Participant retention will be promoted through the offer of telephone follow-up for patients post hospital discharge.
Harms
Serious adverse events (SAEs) will be defined as any adverse drug event that, in the opinion of the investigators, is causal for any of these outcomes: (1) death; (2) life-threatening reaction; (3) inpatient hospitalisation; (4) results in persistent or significant disability/incapacity; (5) congenital anomaly or birth defect or (6) requires intervention to prevent permanent impairment or damage. SAEs that occur from the time of commencement of study treatment to 5 days after the second challenge/observation will be collected and reported to the approving ethics committee within 24 hours of study staff becoming aware of the event.
An antibiotic-associated immune-mediated adverse event will include any immune-mediated reaction within 48 hours of an antibiotic dose judged by two independent reviewers. An antibiotic-associated adverse event will be defined as any non-immune mediated reaction (e.g., diarrhoea, nausea, and vomiting) within 48 hours of an antibiotic dose judged by two independent reviewers.

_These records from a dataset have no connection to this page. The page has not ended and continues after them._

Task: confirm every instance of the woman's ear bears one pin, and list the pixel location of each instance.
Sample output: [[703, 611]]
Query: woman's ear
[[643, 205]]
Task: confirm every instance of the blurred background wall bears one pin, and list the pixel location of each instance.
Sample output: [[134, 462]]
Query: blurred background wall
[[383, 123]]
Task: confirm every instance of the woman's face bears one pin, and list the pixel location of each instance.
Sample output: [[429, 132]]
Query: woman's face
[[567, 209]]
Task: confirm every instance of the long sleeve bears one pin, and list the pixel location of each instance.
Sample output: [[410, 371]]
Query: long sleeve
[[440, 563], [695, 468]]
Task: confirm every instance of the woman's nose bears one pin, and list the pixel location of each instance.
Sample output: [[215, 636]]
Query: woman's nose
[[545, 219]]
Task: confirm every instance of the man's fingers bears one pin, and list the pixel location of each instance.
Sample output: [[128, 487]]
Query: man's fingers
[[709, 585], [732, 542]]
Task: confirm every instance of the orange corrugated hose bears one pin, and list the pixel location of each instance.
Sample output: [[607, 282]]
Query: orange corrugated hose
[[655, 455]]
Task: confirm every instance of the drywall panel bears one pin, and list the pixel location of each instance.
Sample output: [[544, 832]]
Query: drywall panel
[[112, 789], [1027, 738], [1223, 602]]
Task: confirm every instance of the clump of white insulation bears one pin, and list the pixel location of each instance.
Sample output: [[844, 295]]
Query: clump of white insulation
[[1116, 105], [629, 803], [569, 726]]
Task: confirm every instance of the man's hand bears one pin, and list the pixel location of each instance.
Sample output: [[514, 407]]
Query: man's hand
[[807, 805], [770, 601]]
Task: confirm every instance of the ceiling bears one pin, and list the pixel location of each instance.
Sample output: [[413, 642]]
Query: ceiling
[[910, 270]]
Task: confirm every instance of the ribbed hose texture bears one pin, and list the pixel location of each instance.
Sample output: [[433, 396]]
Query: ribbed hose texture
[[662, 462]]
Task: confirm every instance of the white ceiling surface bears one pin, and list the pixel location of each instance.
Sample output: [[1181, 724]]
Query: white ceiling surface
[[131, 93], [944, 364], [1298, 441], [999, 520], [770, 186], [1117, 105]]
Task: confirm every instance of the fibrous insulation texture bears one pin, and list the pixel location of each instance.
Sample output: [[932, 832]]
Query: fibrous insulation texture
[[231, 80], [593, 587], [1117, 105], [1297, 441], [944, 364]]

Confidentiality And Dissemination
Confidentiality
Paper data and study related documents used in this study will be de-identified and only a master log will be maintained to identify participants and their study data. The log will be locked in a secure office. Electronic data will be stored in a password protected REDCap database hosted by Austin Health. All data for study will be retained for a period of fifteen years after which all electronic and paper data will be destroyed in accordance with hospital policy in place at the time. Only aggregated non-identifiable patient data will be presented or published.
Dissemination policy
The results of this pilot study will be submitted for publication in peer reviewed journals.